As examples of companies that have built very large businesses via growth hacking tactics, here is a list of the top ten growth hacking examples I found on Quora. The top three examples included: (i) Paypal offering a $10 bounty for all customer referrals sourced by their users; (ii) Hotmail including a "Get Your Free Email Account on Hotmail" link within all users' email messages; and (iii) AirBNB reverse engineering an automated integration with CraigsList for their rentals to be easily promoted to all of those users. And, the list goes on and on, with great lessons from Dropbox, Twitter, Instagram, Pinterest, YouTube and others. There is another broader list of 33 growth hacks published by Growth-Hackers.net at this link. One of my favorites, not on either list, was Groupon's 24-hour ticking clock and 500 person tipping point to help spark the viral feeding frenzy for their deals. So, piggyback on all these proven growth hacking tactics for your business. And, frankly, experiment with some new ones of your own, so I can be writing about your creativity and success in the years to come.

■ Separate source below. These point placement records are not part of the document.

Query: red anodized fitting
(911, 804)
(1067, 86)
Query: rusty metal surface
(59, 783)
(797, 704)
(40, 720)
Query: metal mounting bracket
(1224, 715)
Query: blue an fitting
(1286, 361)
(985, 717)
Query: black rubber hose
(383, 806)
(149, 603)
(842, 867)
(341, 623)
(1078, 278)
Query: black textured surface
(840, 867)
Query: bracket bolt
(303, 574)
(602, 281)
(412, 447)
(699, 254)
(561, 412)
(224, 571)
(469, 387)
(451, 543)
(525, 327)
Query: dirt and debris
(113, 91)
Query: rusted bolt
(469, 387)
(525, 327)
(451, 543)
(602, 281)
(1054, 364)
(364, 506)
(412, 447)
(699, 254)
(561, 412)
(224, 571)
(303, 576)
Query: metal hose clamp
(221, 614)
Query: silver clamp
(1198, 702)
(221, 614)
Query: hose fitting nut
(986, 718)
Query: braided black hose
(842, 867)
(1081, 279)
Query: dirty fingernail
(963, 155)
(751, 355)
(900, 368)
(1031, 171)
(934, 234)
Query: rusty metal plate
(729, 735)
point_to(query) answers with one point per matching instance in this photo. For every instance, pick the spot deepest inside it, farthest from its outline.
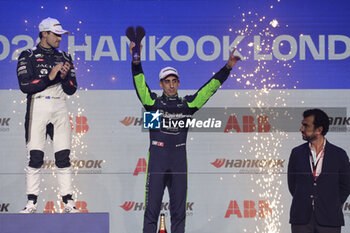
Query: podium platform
(55, 223)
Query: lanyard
(315, 160)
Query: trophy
(136, 35)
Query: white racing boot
(30, 208)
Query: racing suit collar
(46, 50)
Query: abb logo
(51, 208)
(130, 120)
(249, 209)
(128, 205)
(141, 166)
(248, 124)
(81, 125)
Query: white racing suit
(46, 114)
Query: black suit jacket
(329, 192)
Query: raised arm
(146, 96)
(197, 100)
(67, 75)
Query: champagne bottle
(162, 228)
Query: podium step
(55, 223)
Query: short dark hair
(321, 119)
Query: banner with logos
(295, 56)
(242, 172)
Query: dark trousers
(314, 227)
(166, 169)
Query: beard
(309, 138)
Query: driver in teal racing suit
(167, 162)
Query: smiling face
(308, 130)
(170, 85)
(50, 40)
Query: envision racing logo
(151, 120)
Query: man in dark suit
(318, 179)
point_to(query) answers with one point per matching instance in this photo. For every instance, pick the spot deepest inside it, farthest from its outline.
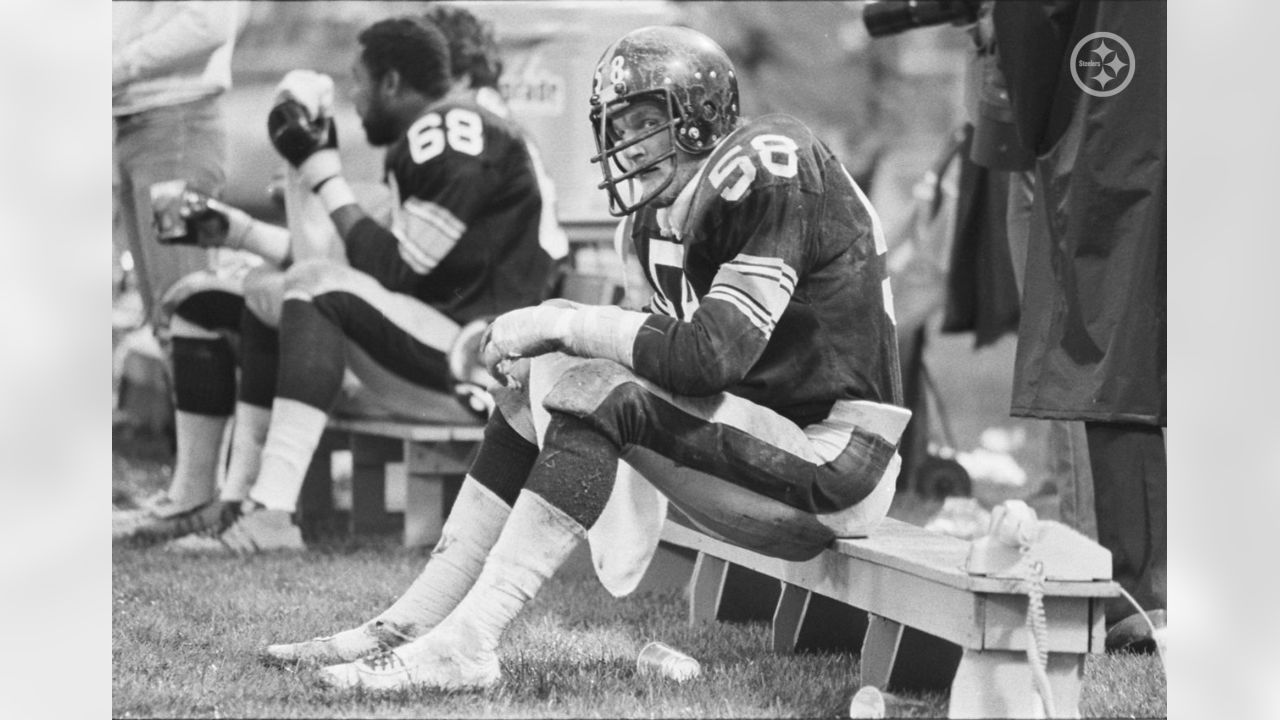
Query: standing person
(205, 311)
(1087, 83)
(759, 390)
(462, 246)
(170, 65)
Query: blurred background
(888, 106)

Growth hacking has become such a highly-demanded discipline for startups, that stand alone information sharing sites, like GrowthHackers.com and GrowthHacker.tv, and dedicated events, like the annual Growth Hackers Conference, have been created to help better serve the startup marketing ecosystem. So, be sure to tap into these key resources, to leverage the collective wisdom of the industry and to see how those learnings may apply to your business.
At the end of the day, growth hacking is all about driving as much growth as you can, with spending as little money as possible. And, good growth hackers are driven by the challenge and the "game" of it. So, make sure you find a proven growth hacker with the right DNA to help you here, that doesn't need a lot of budget to do their job.
If you are aware of any great growth hacking examples from your business, let me know.